Oil Companies That Advocate A Gradual Energy Transition are Losing All Credibility

Oil companies that advocate a gradual energy transition are losing all credibility. That is what activist shareholder Follow This, a well-known critic of oil and gas group Shell and the oil industry in a broader sense, concludes from the new climate report of UN Climate Panel IPCC.


“Shell, which advocates a gradual transition and does not want to reduce its emissions in this decade drastically, cannot continue to claim to have a strategy that is in line with the Paris Climate Agreement,” emphasizes Mark van Baal of Follow This is the first response.

Follow This is best known in the Netherlands for its own climate proposal that has been put to the vote at Shell’s shareholders’ meetings for years.
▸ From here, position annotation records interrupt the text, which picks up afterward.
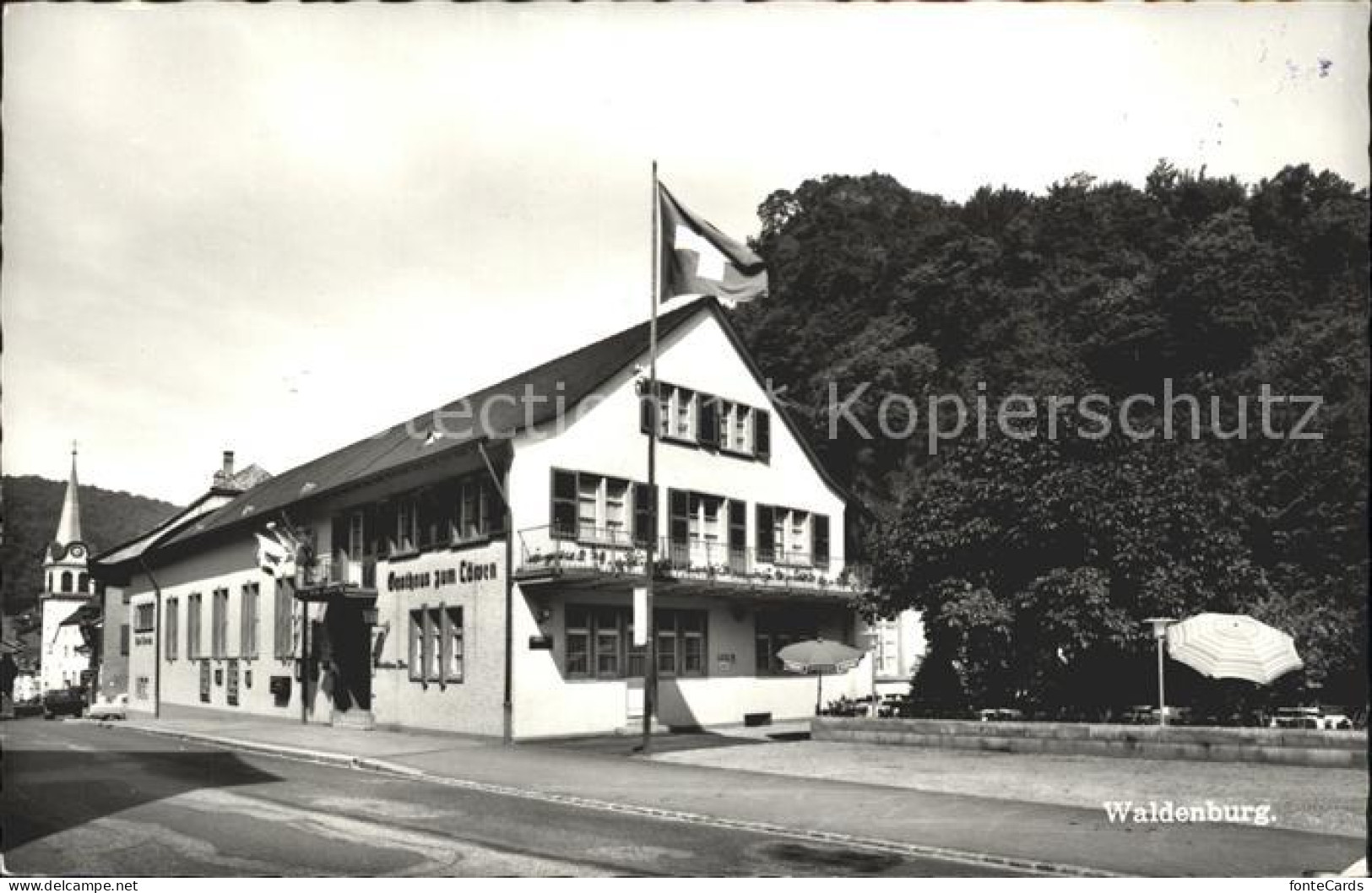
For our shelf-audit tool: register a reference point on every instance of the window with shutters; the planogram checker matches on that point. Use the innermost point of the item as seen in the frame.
(220, 623)
(406, 524)
(144, 618)
(601, 509)
(453, 645)
(643, 515)
(283, 642)
(599, 642)
(437, 645)
(193, 625)
(171, 622)
(792, 537)
(248, 622)
(704, 420)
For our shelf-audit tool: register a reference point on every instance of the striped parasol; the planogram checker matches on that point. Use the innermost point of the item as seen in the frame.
(819, 658)
(1233, 647)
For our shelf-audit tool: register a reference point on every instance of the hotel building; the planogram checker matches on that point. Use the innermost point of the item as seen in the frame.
(472, 570)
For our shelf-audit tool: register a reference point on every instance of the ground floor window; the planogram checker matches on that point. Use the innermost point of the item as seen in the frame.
(173, 622)
(438, 649)
(599, 642)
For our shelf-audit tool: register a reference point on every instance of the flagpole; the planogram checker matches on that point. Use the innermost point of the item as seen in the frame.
(651, 549)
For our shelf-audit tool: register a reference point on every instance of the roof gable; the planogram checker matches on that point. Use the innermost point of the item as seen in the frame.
(518, 402)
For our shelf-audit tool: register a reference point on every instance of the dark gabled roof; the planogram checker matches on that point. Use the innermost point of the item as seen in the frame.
(111, 566)
(531, 397)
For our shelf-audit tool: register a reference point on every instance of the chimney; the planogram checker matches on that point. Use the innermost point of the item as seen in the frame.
(224, 476)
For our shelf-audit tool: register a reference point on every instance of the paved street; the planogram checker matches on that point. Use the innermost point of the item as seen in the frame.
(80, 798)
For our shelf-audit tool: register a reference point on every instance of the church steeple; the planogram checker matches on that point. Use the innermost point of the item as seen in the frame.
(69, 526)
(65, 571)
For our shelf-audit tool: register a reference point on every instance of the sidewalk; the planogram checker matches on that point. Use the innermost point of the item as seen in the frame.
(995, 831)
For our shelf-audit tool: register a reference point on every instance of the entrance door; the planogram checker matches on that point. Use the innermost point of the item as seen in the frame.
(349, 663)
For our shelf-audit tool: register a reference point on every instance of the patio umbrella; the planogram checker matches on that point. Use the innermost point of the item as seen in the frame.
(819, 656)
(1233, 647)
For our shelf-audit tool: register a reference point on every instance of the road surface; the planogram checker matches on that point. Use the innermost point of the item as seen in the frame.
(87, 800)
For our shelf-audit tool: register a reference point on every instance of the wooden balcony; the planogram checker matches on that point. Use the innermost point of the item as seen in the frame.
(594, 557)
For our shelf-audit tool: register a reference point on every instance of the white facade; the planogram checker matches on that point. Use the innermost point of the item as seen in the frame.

Those attempts have been rejected by a majority of shareholders, although the number of votes in favour has grown. This year Shell also came up with its own climate plans. They did get approval from enough shareholders. But Follow This does not find the path chosen by Shell sufficient.

“We hope that CEOs who want to be part of the solution read this report and finally draw the only logical conclusion: their emissions must immediately be drastically reduced,” says Van Baal about the new climate report. Talking about “net zero emissions” by 2050 is pointless, he says, without immediate action.

“There is no more time for the gradual transition that oil companies want. If they had wanted a gradual transition, they should have opted for it in the late 1980s, when the IPCC was established. Instead, they chose to fund climate denial.”

Shell has not yet responded to the new climate report.